Sicherheitsbedenken und gesellschaftliche Verantwortung
Obwohl bereits Mäuse aus laborgezüchteten Zellen geboren wurden, sind jahrelange Tests notwendig, um sicherzustellen, dass keine gefährlichen Mutationen entstehen, die an Nachkommen weitergegeben werden.
„Wir müssen beweisen, dass diese Technologie sicher ist. Das ist eine große Verantwortung.“ – Prof. Hayashi
Hayashi selbst zeigt sich ambivalent gegenüber Anwendungen, die eine späte Mutterschaft oder genetische Modifikationen ermöglichen, betont jedoch, dass bei gesellschaftlicher Akzeptanz auch solche Wege denkbar wären.
Ausblick: Chancen und Risiken
IVG könnte in Zukunft ermöglichen:
- Unfruchtbaren Paaren biologische Kinder zu ermöglichen.
- Gleichgeschlechtlichen Paaren eigene genetische Nachkommen zu verschaffen.
- Die Fruchtbarkeitsgrenze im Alter zu verschieben.
- Genetische Krankheiten bei zukünftigen Generationen zu verhindern (bei entsprechender Regulierung).

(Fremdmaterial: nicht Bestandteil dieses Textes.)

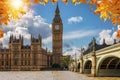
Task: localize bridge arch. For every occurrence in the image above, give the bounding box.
[97,56,120,76]
[83,60,92,74]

Gleichzeitig birgt die Technologie das Risiko von Missbrauch oder ungeklärten ethischen Fragen, etwa bei der genetischen Optimierung von Embryonen oder der Erzeugung von Kindern mit mehr als zwei genetischen Elternteilen.
„Es ist eine faszinierende Entwicklung, aber wir müssen sehr vorsichtig sein, wenn die Wissenschaft Ergebnisse liefert, die nicht der Natur entsprechen.“ – Prof. Hayashi
Fazit
IVG steht vor dem Durchbruch und könnte die Reproduktion grundlegend verändern. Die kommenden Jahre werden entscheidend sein, um zu klären, wie sicher, ethisch und gesellschaftlich akzeptabel diese Technologie eingesetzt werden kann, um Menschen neue Wege zur Elternschaft zu eröffnen.